Who has the most important job in the Air Force?

  • Published
  • By Maj. Kenneth Woodcock
  • 22nd Security Forces Squadron commander
Some years ago (I won't say how many), an Air Force Academy cadet visited my base on Operation Air Force. She asked me a question that caused me to do some real thinking.

She said, "Sir, I want to be a real leader in the Air Force someday. To do that, I think I need to be in the career field that is the most important. Who has the most important job in the Air Force?"

This seems like a question to which an experienced officer should have an answer. At the time, I was glad I was a young and inexperienced officer, so I didn't have the burden of that requirement. I could admit I didn't know.

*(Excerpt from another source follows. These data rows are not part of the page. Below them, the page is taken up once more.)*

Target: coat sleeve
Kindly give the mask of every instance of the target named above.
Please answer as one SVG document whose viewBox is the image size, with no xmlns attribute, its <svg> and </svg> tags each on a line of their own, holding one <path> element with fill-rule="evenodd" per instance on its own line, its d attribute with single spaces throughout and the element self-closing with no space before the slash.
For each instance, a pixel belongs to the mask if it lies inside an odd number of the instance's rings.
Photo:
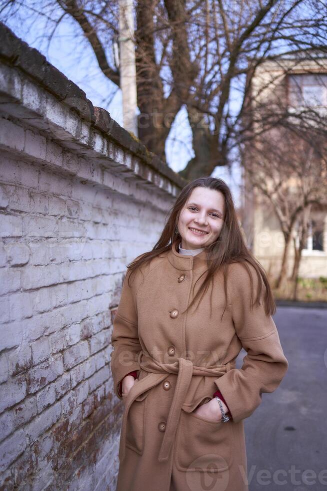
<svg viewBox="0 0 327 491">
<path fill-rule="evenodd" d="M 113 322 L 110 353 L 110 367 L 114 379 L 114 392 L 122 399 L 120 381 L 130 372 L 140 370 L 138 363 L 142 347 L 138 339 L 136 292 L 140 286 L 140 272 L 133 273 L 130 278 L 130 287 L 128 279 L 128 270 L 124 279 L 122 294 Z"/>
<path fill-rule="evenodd" d="M 236 266 L 237 265 L 237 266 Z M 262 402 L 262 392 L 272 392 L 280 385 L 288 369 L 276 325 L 264 312 L 262 282 L 260 305 L 250 308 L 252 286 L 249 274 L 240 263 L 232 265 L 228 279 L 230 303 L 236 334 L 246 351 L 241 368 L 234 368 L 216 379 L 233 420 L 250 416 Z M 249 264 L 253 281 L 254 299 L 256 297 L 258 277 Z"/>
</svg>

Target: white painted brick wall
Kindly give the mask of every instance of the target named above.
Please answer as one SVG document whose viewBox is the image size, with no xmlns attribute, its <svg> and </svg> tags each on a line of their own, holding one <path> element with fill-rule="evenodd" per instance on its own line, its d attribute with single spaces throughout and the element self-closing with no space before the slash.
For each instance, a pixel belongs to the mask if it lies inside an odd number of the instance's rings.
<svg viewBox="0 0 327 491">
<path fill-rule="evenodd" d="M 0 91 L 16 98 L 0 108 L 0 488 L 114 489 L 112 311 L 178 187 L 1 62 Z"/>
</svg>

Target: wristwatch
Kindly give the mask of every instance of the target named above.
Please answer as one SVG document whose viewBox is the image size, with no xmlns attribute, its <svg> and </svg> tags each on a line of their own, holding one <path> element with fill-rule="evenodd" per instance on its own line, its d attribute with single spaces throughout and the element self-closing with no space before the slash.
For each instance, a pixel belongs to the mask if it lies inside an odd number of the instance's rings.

However, that question set me on a quest to find out exactly who has the most important job in the Air Force. As any good investigator knows, the best way to find out something is to do it in such a way as to not tip off those you are investigating that you're in fact investigating them. Being married to an active duty member, I had a great cover. I attended her squadron's social functions in civilian clothes so as not to give myself away. I would ask Airmen of all ranks who they thought had the most important job in the Air Force. If I asked maintainers, they told me maintenance was the most important because without it, no airplanes fly. Aviators told me that without them, no one could fly the aircraft, so they were most important. Civil engineers said they were the most important because who else keeps the lights on, the streets clean, the airfield plowed of snow, bombs disarmed and buildings in good repair? Contracting said it was them because the Air Force uses contracts for essential goods and services. So I became more and more intrigued. Everyone I talked to thought they had the most important job in the Air Force.

And everyone was right.

But how can everyone be right about something as critical as that? There has to be something in the Air Force that is the most vital, the most essential, the most critical. The answer is not what you might expect, it is the simple truth that each career field, each "job," each role in the Air Force is dependent upon all the others. There is no vacuum in which one career field, carries out the mission of the Air Force to fly, fight and win.

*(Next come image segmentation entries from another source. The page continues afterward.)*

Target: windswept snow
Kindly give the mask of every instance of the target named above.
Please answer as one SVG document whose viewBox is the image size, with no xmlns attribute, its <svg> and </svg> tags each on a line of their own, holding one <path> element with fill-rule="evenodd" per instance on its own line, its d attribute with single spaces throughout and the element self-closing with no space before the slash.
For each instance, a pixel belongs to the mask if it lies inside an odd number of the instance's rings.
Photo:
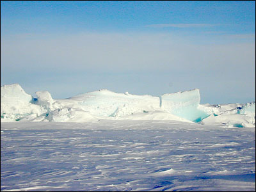
<svg viewBox="0 0 256 192">
<path fill-rule="evenodd" d="M 223 127 L 253 127 L 255 103 L 200 104 L 198 89 L 159 97 L 100 90 L 66 99 L 47 91 L 26 93 L 18 84 L 1 88 L 1 122 L 86 122 L 100 119 L 159 120 Z"/>
<path fill-rule="evenodd" d="M 255 190 L 255 102 L 1 91 L 1 191 Z"/>
<path fill-rule="evenodd" d="M 255 190 L 254 128 L 180 121 L 1 123 L 1 190 Z"/>
</svg>

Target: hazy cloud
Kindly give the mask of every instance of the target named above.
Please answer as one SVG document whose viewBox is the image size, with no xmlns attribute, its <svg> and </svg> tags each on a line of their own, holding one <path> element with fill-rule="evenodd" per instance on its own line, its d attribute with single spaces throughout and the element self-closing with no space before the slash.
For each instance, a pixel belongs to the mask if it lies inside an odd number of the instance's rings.
<svg viewBox="0 0 256 192">
<path fill-rule="evenodd" d="M 255 98 L 255 40 L 244 42 L 237 37 L 203 43 L 169 33 L 4 37 L 1 83 L 35 84 L 55 98 L 61 97 L 54 95 L 56 90 L 47 88 L 52 82 L 67 87 L 61 90 L 67 97 L 72 96 L 68 90 L 73 94 L 108 88 L 157 95 L 198 88 L 206 99 L 203 102 L 218 97 L 236 102 L 229 98 L 237 92 L 250 102 Z"/>
<path fill-rule="evenodd" d="M 218 26 L 218 24 L 156 24 L 147 25 L 146 27 L 163 28 L 202 28 L 202 27 L 213 27 Z"/>
</svg>

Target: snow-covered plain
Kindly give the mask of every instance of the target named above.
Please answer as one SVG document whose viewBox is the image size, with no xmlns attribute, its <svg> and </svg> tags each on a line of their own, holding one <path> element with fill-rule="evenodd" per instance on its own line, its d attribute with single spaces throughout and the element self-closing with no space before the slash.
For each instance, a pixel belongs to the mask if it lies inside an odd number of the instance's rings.
<svg viewBox="0 0 256 192">
<path fill-rule="evenodd" d="M 1 191 L 255 191 L 255 128 L 1 123 Z"/>
<path fill-rule="evenodd" d="M 1 191 L 255 191 L 255 102 L 1 88 Z"/>
</svg>

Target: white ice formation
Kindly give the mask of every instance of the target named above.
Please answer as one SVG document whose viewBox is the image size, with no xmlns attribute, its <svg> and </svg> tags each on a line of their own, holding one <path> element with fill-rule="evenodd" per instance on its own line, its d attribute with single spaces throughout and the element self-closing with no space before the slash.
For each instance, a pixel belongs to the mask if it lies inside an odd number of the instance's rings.
<svg viewBox="0 0 256 192">
<path fill-rule="evenodd" d="M 1 122 L 86 122 L 100 119 L 160 120 L 223 127 L 255 126 L 255 102 L 200 104 L 198 89 L 160 97 L 116 93 L 107 90 L 53 99 L 47 91 L 27 94 L 18 84 L 1 88 Z"/>
</svg>

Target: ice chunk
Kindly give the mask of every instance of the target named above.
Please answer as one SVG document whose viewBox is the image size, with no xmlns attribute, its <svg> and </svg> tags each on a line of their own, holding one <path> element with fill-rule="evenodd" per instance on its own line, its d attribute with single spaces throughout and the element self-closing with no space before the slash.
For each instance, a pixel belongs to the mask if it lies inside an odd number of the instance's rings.
<svg viewBox="0 0 256 192">
<path fill-rule="evenodd" d="M 83 110 L 99 116 L 120 116 L 159 109 L 159 99 L 148 95 L 116 93 L 107 90 L 69 98 Z"/>
<path fill-rule="evenodd" d="M 36 104 L 42 106 L 48 111 L 54 109 L 52 104 L 54 102 L 54 100 L 52 99 L 49 92 L 47 91 L 36 92 L 36 94 L 37 96 Z"/>
<path fill-rule="evenodd" d="M 32 102 L 33 97 L 27 94 L 19 84 L 1 87 L 1 104 L 20 105 Z"/>
<path fill-rule="evenodd" d="M 196 122 L 209 116 L 198 109 L 200 100 L 198 89 L 166 93 L 161 97 L 161 108 L 176 116 Z"/>
<path fill-rule="evenodd" d="M 1 86 L 1 121 L 19 121 L 28 115 L 38 113 L 38 108 L 31 107 L 32 101 L 33 97 L 27 94 L 18 84 Z"/>
<path fill-rule="evenodd" d="M 88 111 L 69 108 L 58 109 L 51 111 L 45 116 L 45 119 L 49 122 L 86 122 L 99 120 L 99 118 Z"/>
</svg>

Each career field depends to some degree on another specialty to succeed. Security forces would be unemployed if there were no bases to secure, no aircraft to guard, or no traffic to control. Without everyone else doing their jobs, your Defenders would have nothing to defend. Collectively, we all enable the mission. And we all execute our portion of the mission. Everyone has the most important job in the Air Force. Every job in the Air Force is critical, essential, and vital. No one job is more important than another because without all of them working together, none of them get done.

Benjamin Franklin said "If we do not hang together, we shall surely hang separately." The Air Force is the living embodiment of that principle. We are all in this together. We are each other's backup, each other's wingmen and each other's support. There is no more important job than that.

Having been there when backup was needed, I can tell you that seeing someone rushing to your aid is a feeling like no other. Seeing someone risking their own safety to ensure yours is something people who have civilian jobs rarely experience. We see that more often than we can count in our business, because that's what we do. As some of my Airmen say "Sir, that's how we roll."

Who has the most important job in the Air Force? You do. It doesn't matter what specialty you're in or what kind of badge you have on your uniform. First and foremost, you're an American Airman. What could be more important than that?